Press Release: IMF Completes Second and Third Reviews Under Rwanda's PRGF Arrangement, Approves US$1.68 Million Disbursement, and Grants Additional Interim Assistance of US$6.6 Million Under the Enhanced HIPC Initiative
June 10, 2004
The Executive Board of the International Monetary Fund (IMF) has completed the second and third reviews of Rwanda's economic performance under the Poverty Reduction and Growth Facility (PRGF) arrangement. As a result, Rwanda will be eligible to draw an amount equivalent to SDR 1.14 million (about US$1.68 million), bringing the total amount disbursed under the arrangement to SDR 2.29 million (about US$3.38 million).
The Board also reviewed Rwanda's Annual Progress Report on Poverty Reduction Strategy Paper and concluded that it provides a sound basis for continued access to Fund concessional financial assistance. In addition, the Executive Board approved additional interim assistance under the enhanced Heavily Indebted Poor Countries (HIPC) Initiative of SDR 4.482 million (about US$6.6 million) through June 8, 2005.
In completing the reviews, the Board granted waivers for the nonobservance of quantitative performance criteria for end-June 2003 and end-December 2003, and structural performance criteria for end-December 2003, end-January 2004 and end-March 2004.
Rwanda's PRGF arrangement was approved on August 12, 2002 (see Press Release No. 02/36), for SDR 4 million (about US$6 million).
The PRGF is the most concessional facility for low-income countries. PRGF-supported programs is based on country-owned poverty reduction strategies adopted in a participatory process involving civil society and development partners, and articulated in a Poverty Reduction Strategy Paper (PRSP). This is intended to ensure that PRGF-supported programs are consistent with a comprehensive framework for macroeconomic, structural, and social policies to foster growth and reduce poverty. PRGF loans carry an annual interest rate of 0.5 percent and are repayable over 10 years with a 5 ½-year grace period on principal.
In commenting on the Executive Board's discussion on Rwanda, Agustín Carstens, Deputy Managing Director and Acting Chair, stated:
"The wide range of challenges faced by Rwanda in 2003, including the adoption of a new constitution and national elections, stretched its limited capacity. Macroeconomic performance and policy implementation fell short of the standards that had been maintained in preceding years. However, the authorities' renewed commitment to the program's objectives has been accompanied by some improvements in economic indicators in 2004.

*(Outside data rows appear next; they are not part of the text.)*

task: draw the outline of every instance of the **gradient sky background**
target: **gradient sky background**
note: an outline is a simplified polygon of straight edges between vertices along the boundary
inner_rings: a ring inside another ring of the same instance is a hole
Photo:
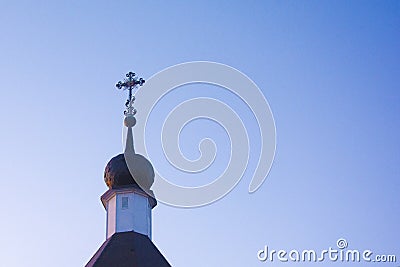
[[[153,239],[169,262],[279,266],[257,251],[322,250],[343,237],[398,259],[358,266],[398,266],[399,1],[1,1],[0,38],[1,266],[87,263],[105,240],[104,167],[122,151],[126,94],[115,82],[193,60],[230,65],[261,88],[277,150],[254,194],[257,140],[222,200],[154,209]],[[183,95],[206,93],[235,101],[207,86]],[[196,138],[226,145],[204,123],[185,129],[188,157]]]

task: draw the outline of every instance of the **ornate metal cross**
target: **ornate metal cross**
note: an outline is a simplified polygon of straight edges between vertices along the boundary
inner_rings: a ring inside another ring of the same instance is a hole
[[[126,111],[124,112],[125,115],[135,115],[136,110],[133,108],[133,102],[135,101],[135,97],[132,96],[132,90],[135,89],[136,86],[142,86],[145,83],[143,78],[137,78],[136,74],[132,71],[128,72],[124,81],[119,81],[115,86],[118,89],[128,90],[129,96],[126,100],[125,106]]]

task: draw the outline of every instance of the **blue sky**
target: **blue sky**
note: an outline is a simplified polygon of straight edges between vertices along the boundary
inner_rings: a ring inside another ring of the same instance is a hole
[[[264,245],[322,250],[341,237],[400,260],[398,1],[2,1],[0,38],[2,265],[89,260],[105,239],[104,167],[122,151],[115,82],[194,60],[260,87],[277,150],[254,194],[248,172],[212,205],[154,209],[173,266],[263,266]]]

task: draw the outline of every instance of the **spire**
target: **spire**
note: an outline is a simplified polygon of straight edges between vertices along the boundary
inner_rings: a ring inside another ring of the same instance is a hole
[[[135,146],[133,144],[133,133],[132,127],[136,124],[136,118],[132,115],[126,116],[124,119],[124,125],[128,128],[128,132],[126,134],[126,143],[125,143],[125,151],[124,154],[134,155],[135,154]]]
[[[132,131],[136,124],[132,91],[143,85],[144,80],[135,78],[133,72],[127,73],[126,77],[116,85],[118,89],[129,91],[124,112],[124,125],[128,128],[124,154],[108,162],[104,181],[109,190],[101,200],[107,210],[107,237],[133,230],[151,238],[151,210],[157,204],[153,194],[149,194],[154,170],[145,157],[136,154]]]
[[[138,79],[135,73],[129,72],[126,79],[116,84],[118,89],[129,91],[124,112],[128,133],[124,154],[113,157],[104,171],[104,181],[109,188],[101,196],[107,212],[106,241],[86,267],[171,267],[151,241],[151,212],[157,205],[150,194],[154,182],[153,166],[145,157],[136,154],[133,144],[136,110],[132,91],[143,83],[142,78]]]

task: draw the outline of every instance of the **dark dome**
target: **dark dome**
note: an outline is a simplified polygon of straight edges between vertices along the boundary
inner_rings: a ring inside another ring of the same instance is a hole
[[[154,182],[154,170],[150,162],[142,155],[134,155],[134,165],[132,172],[137,179],[143,180],[143,185],[150,189]],[[134,186],[140,188],[129,172],[124,154],[113,157],[104,170],[104,181],[108,188]]]

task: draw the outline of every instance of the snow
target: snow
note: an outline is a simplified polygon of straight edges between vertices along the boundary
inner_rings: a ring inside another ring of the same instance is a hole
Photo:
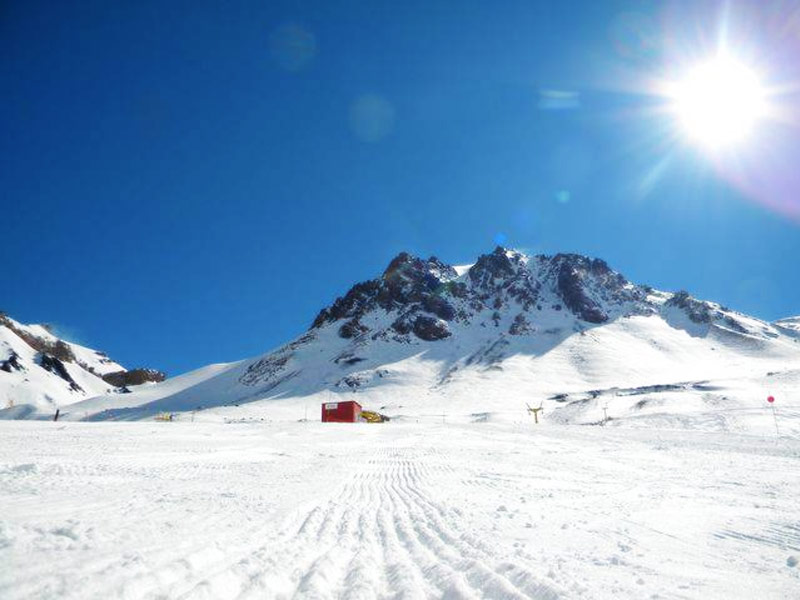
[[[645,290],[576,257],[505,255],[512,275],[456,267],[459,294],[451,271],[436,276],[453,309],[444,339],[392,328],[413,303],[375,305],[356,337],[325,322],[130,393],[95,374],[120,365],[75,344],[64,369],[83,391],[70,389],[0,326],[0,361],[22,364],[0,371],[0,419],[31,419],[0,420],[0,597],[800,589],[800,318]],[[565,261],[583,269],[572,309]],[[426,274],[400,281],[412,276]],[[319,422],[344,400],[391,421]]]
[[[316,416],[323,402],[356,399],[394,417],[446,413],[469,421],[473,414],[500,418],[542,404],[544,418],[559,423],[597,423],[605,408],[615,426],[669,422],[763,434],[771,424],[759,410],[768,395],[780,407],[800,405],[795,338],[694,325],[634,316],[576,332],[553,313],[532,336],[455,325],[451,338],[399,344],[344,340],[334,324],[263,357],[71,404],[62,418],[138,420],[170,412],[178,419],[296,420],[309,411]],[[342,357],[361,360],[348,364]],[[796,421],[790,423],[794,431]]]
[[[81,346],[80,344],[75,344],[73,342],[67,340],[60,340],[57,336],[53,335],[51,331],[43,326],[43,325],[24,325],[11,319],[9,317],[8,320],[14,325],[15,328],[29,333],[38,338],[42,338],[49,342],[58,342],[62,341],[65,343],[69,348],[72,350],[73,354],[75,354],[75,358],[78,362],[83,363],[91,367],[96,373],[100,375],[105,375],[106,373],[114,373],[116,371],[122,371],[124,367],[119,363],[114,362],[113,360],[109,359],[105,354],[98,352],[97,350],[93,350],[91,348],[87,348],[86,346]]]
[[[0,323],[0,361],[6,360],[13,353],[19,357],[22,365],[20,371],[0,372],[0,414],[5,413],[5,416],[12,418],[33,416],[36,413],[52,415],[57,408],[107,393],[110,386],[98,375],[123,370],[121,365],[104,354],[59,340],[41,325],[23,325],[9,317],[5,318],[22,335],[28,334],[50,343],[62,341],[66,344],[77,362],[66,362],[64,367],[82,391],[71,389],[67,381],[43,369],[38,364],[38,352],[11,328]]]
[[[781,319],[780,321],[775,321],[775,325],[783,333],[800,337],[800,317]]]
[[[797,437],[417,420],[0,422],[0,597],[800,589]]]

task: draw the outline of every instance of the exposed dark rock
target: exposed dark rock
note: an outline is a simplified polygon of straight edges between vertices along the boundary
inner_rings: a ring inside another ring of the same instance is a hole
[[[323,308],[314,319],[312,329],[339,319],[361,316],[374,306],[375,297],[381,288],[377,279],[357,283],[342,298],[337,298],[330,308]]]
[[[39,355],[39,364],[43,369],[53,373],[54,375],[58,375],[69,384],[69,387],[74,392],[82,392],[83,388],[77,384],[77,382],[72,378],[67,371],[67,368],[64,366],[64,362],[55,356],[50,354],[40,354]]]
[[[491,254],[478,257],[477,262],[470,267],[469,278],[483,288],[494,287],[499,280],[514,275],[515,268],[508,257],[505,248],[498,246]]]
[[[739,323],[739,321],[737,321],[730,315],[727,315],[725,317],[724,323],[737,333],[747,333],[747,329],[745,329],[744,326],[741,323]]]
[[[375,308],[386,312],[402,311],[404,316],[392,326],[401,334],[412,331],[413,322],[409,315],[419,310],[452,320],[456,309],[443,296],[465,296],[467,293],[464,284],[452,281],[457,276],[453,267],[436,257],[422,260],[402,252],[392,259],[380,279],[356,284],[344,297],[337,298],[332,306],[320,311],[311,328],[349,319],[339,328],[339,335],[356,337],[369,331],[358,320],[359,317]]]
[[[378,302],[386,310],[422,302],[438,293],[445,281],[456,276],[455,269],[436,257],[424,261],[403,252],[384,271],[384,289]]]
[[[339,356],[333,359],[337,365],[354,365],[356,363],[360,363],[365,361],[365,358],[360,356],[356,356],[353,352],[345,351],[342,352]]]
[[[422,308],[445,321],[452,321],[456,316],[456,309],[453,308],[453,305],[440,296],[426,296],[422,300]]]
[[[388,371],[385,369],[380,369],[377,371],[361,371],[358,373],[351,373],[350,375],[346,375],[342,377],[339,381],[336,382],[336,387],[348,387],[351,390],[355,391],[356,389],[369,385],[375,377],[384,377]]]
[[[336,382],[336,387],[347,386],[351,389],[356,389],[361,387],[361,384],[364,383],[361,377],[357,375],[348,375],[347,377],[342,377],[339,381]]]
[[[712,309],[708,303],[696,300],[686,290],[681,290],[667,300],[666,306],[674,306],[683,310],[693,323],[708,324],[712,320]]]
[[[456,270],[443,263],[435,256],[422,260],[411,256],[408,252],[401,252],[389,263],[383,272],[383,280],[387,282],[403,279],[406,281],[426,281],[432,288],[442,281],[455,279]]]
[[[376,307],[388,312],[408,308],[414,303],[424,303],[425,310],[452,319],[455,309],[438,297],[447,292],[466,292],[463,285],[447,285],[457,276],[453,267],[436,257],[422,260],[402,252],[392,259],[380,279],[354,285],[344,297],[337,298],[333,305],[320,311],[311,328],[340,319],[357,319]],[[355,325],[345,327],[343,337],[350,337],[356,329],[363,332]]]
[[[556,260],[558,259],[561,259],[558,267],[558,294],[567,308],[588,323],[606,322],[608,315],[586,294],[583,279],[587,271],[595,275],[610,273],[608,265],[601,260],[589,261],[575,255],[558,255]]]
[[[52,354],[59,360],[63,360],[64,362],[75,362],[75,354],[72,352],[72,348],[70,348],[65,342],[58,340],[52,345],[49,342],[45,342],[45,347],[47,348],[47,352],[49,354]]]
[[[413,324],[408,319],[408,315],[403,315],[402,317],[398,317],[392,323],[392,329],[394,329],[400,335],[406,335],[411,333],[411,330],[414,329]]]
[[[338,301],[337,298],[334,302]],[[317,313],[317,316],[314,317],[314,321],[311,323],[311,327],[309,329],[316,329],[318,327],[322,327],[325,323],[330,322],[331,319],[331,310],[330,308],[323,308],[321,311]]]
[[[341,361],[341,364],[352,366],[360,362],[364,362],[365,360],[366,360],[365,358],[361,358],[360,356],[354,356],[353,358],[348,358],[346,360]]]
[[[581,258],[585,259],[585,257]],[[589,265],[590,269],[592,273],[594,273],[595,275],[610,275],[612,273],[611,268],[608,266],[608,263],[606,263],[606,261],[600,258],[592,258],[589,260],[590,260],[590,265]]]
[[[511,323],[511,326],[508,328],[508,333],[511,335],[525,335],[531,331],[531,325],[522,313],[514,317],[514,322]]]
[[[291,358],[292,353],[285,348],[281,348],[277,352],[260,358],[249,365],[247,370],[239,378],[239,381],[244,385],[250,386],[273,381],[284,372]]]
[[[440,280],[450,280],[458,277],[458,273],[456,272],[454,267],[448,265],[445,262],[442,262],[435,256],[431,256],[428,259],[428,267],[434,272],[436,277]]]
[[[427,342],[441,340],[451,335],[444,321],[425,315],[419,315],[414,319],[413,331],[419,339]]]
[[[22,371],[25,367],[19,361],[19,354],[12,352],[6,360],[0,361],[0,371],[11,373],[12,371]]]
[[[5,325],[8,327],[18,337],[22,338],[22,340],[24,340],[28,346],[37,352],[49,354],[50,356],[54,356],[55,358],[64,362],[75,362],[75,354],[72,352],[72,348],[70,348],[68,344],[61,340],[52,342],[50,340],[40,338],[39,336],[32,335],[27,331],[23,331],[22,329],[15,327],[8,318],[3,318],[2,316],[0,316],[0,325]]]
[[[75,362],[75,354],[72,352],[72,348],[70,348],[61,340],[52,342],[50,340],[40,338],[39,336],[30,334],[27,331],[23,331],[22,329],[16,327],[11,319],[9,319],[4,313],[0,313],[0,325],[8,327],[17,335],[17,337],[24,340],[26,344],[28,344],[37,352],[49,354],[50,356],[54,356],[64,362]]]
[[[466,298],[467,284],[460,281],[445,281],[442,284],[442,293],[450,294],[454,298]]]
[[[159,383],[167,376],[155,369],[133,369],[131,371],[116,371],[102,375],[103,381],[114,387],[123,388],[129,385],[142,385],[143,383]]]
[[[339,327],[339,337],[350,339],[358,337],[365,331],[369,331],[369,327],[362,325],[357,318],[350,319],[344,325]]]

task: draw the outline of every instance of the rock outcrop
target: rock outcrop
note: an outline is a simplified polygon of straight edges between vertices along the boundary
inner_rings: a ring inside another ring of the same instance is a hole
[[[165,378],[154,369],[124,369],[104,352],[60,339],[47,325],[24,325],[0,312],[0,402],[66,406]]]
[[[114,387],[123,388],[143,383],[159,383],[167,378],[166,374],[155,369],[131,369],[130,371],[115,371],[102,376],[103,381]]]
[[[398,254],[382,276],[354,285],[317,315],[311,329],[339,322],[342,338],[394,336],[437,341],[452,334],[451,323],[474,321],[506,327],[511,335],[535,331],[534,313],[566,308],[589,325],[624,311],[652,312],[647,291],[604,261],[577,254],[528,257],[497,247],[459,276],[436,257]],[[513,313],[513,315],[511,314]],[[391,315],[388,328],[372,315]]]

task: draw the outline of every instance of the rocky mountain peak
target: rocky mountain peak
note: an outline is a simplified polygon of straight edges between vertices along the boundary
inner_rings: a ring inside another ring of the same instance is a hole
[[[435,256],[422,260],[408,252],[401,252],[386,267],[382,279],[388,283],[417,282],[431,287],[456,277],[456,270]]]
[[[436,341],[471,326],[524,336],[634,315],[662,314],[676,322],[675,310],[694,326],[745,331],[727,309],[685,292],[633,284],[599,258],[527,256],[498,246],[461,275],[436,257],[402,252],[379,278],[354,285],[320,311],[311,329],[335,324],[346,339]]]
[[[320,311],[311,329],[341,321],[339,335],[431,341],[451,335],[450,323],[473,321],[495,327],[509,316],[509,333],[533,331],[532,311],[561,311],[599,324],[625,304],[641,304],[643,289],[632,285],[603,260],[577,254],[529,257],[496,247],[459,276],[436,257],[401,252],[380,278],[354,285]],[[642,307],[640,307],[641,309]],[[383,327],[377,317],[391,317]],[[371,320],[372,323],[367,323]]]
[[[479,287],[492,288],[513,277],[523,266],[523,255],[497,246],[483,254],[469,270],[470,281]]]
[[[449,335],[426,318],[409,317],[417,312],[428,312],[436,318],[452,319],[455,311],[441,295],[447,285],[457,278],[456,270],[436,257],[423,260],[401,252],[391,260],[379,279],[354,285],[330,307],[322,309],[311,329],[343,320],[339,335],[353,338],[370,330],[362,318],[381,310],[384,313],[398,313],[394,331],[400,335],[412,331],[421,339],[433,339],[439,334]]]
[[[638,302],[642,290],[611,270],[605,261],[579,254],[557,254],[551,259],[557,290],[564,304],[588,323],[605,323],[609,315],[604,305]]]
[[[392,379],[390,373],[405,368],[399,363],[421,356],[441,363],[438,388],[460,371],[502,371],[506,359],[556,351],[565,352],[581,376],[572,349],[585,347],[586,356],[594,356],[605,351],[594,347],[603,339],[616,343],[639,332],[633,337],[644,340],[641,349],[650,358],[669,354],[668,345],[648,337],[652,331],[665,334],[673,347],[689,338],[711,339],[710,353],[717,345],[738,353],[776,339],[778,346],[800,343],[794,320],[772,326],[686,292],[637,285],[599,258],[529,256],[499,246],[456,269],[403,252],[378,278],[354,285],[320,311],[306,334],[251,364],[240,381],[272,390],[301,377],[300,357],[313,356],[314,368],[334,387],[354,391]],[[317,348],[329,347],[335,350],[322,361]]]

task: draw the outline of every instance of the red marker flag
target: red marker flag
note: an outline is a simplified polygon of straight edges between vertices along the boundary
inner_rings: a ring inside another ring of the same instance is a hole
[[[769,402],[770,404],[775,402],[775,396],[770,396],[769,398],[767,398],[767,402]]]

"With the political transition completed, strengthened policy implementation will be needed to achieve the program's objectives during 2004. Under the program, real GDP growth is expected to accelerate to 6 percent, while monetary policy will aim at limiting inflation to 5 percent by year's end. Fiscal policy will center on consolidating recent gains in revenue mobilization and take advantage of increased external budgetary support to address critical social needs, including free primary schooling and extended health services, in line with the Poverty Reduction Strategy Paper. Spending under the program will be carefully monitored to ensure transparency and tightened management of public resources, as well as the appropriate funding of priority sectors, and will be complemented by a strengthening of procedures for public procurement. In addition, given the high debt burden the authorities will limit new external borrowing and promote higher domestic savings.
"Structural policies will focus on promoting growth by encouraging private investment, improving the legal framework, and strengthening public financial administration. Priority will also be given to privatization of state enterprises-including in the telecommunications, tea, banking, and hotel sectors-export promotion, and addressing weaknesses in financial sector supervision. It will be essential that the authorities work closely with external and domestic partners to achieve these objectives, tackle the serious capacity constraints facing Rwanda, and improve social conditions. In addition, growth and social progress will require Rwanda's continued commitment to securing a lasting peace in the Great Lakes area," Mr. Carstens said.